Counter-terrorism officers are helping with the investigation, but Nottinghamshire Police’s Chief Constable Kate Meynell said they were keeping an open mind as to the motive.

“This does not mean that it is currently being treated as a terrorist attack,” Home Secretary Suella Braverman told parliament.

The BBC reported that the suspect was believed to be a migrant of West African origin with a history of mental health issues.

The incident has shocked the city, particularly the student community, with Nottingham home to two universities with more than 50,000 students.

The University of Nottingham students were attacked as they returned home from a post-exam party, the Times reported.

One of the teenage victims, Grace Kumar, had played hockey for England’s Under 18 team, and the other, Barnaby Webber, was said to be a keen cricket player.

Webber’s parents said their son was “a beautiful, brilliant, bright young man, with everything in life to look forward to.”

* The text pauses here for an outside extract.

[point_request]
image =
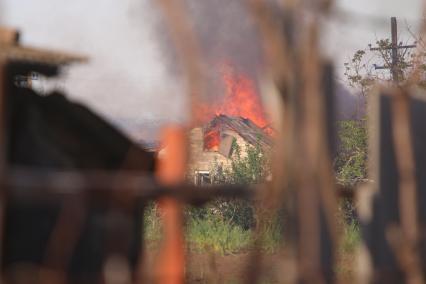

“Complete devastation is not enough to describe our pain and loss at the senseless murder of our son,” they said in a statement released to the media.

The final victim was named as Ian Coates, a school site manager.

“Ian was a much-loved colleague who always went the extra mile for the benefit of our children and will be greatly missed,” said Ross Middleton, the Executive Headteacher of Huntingdon Academy and Warren Academy.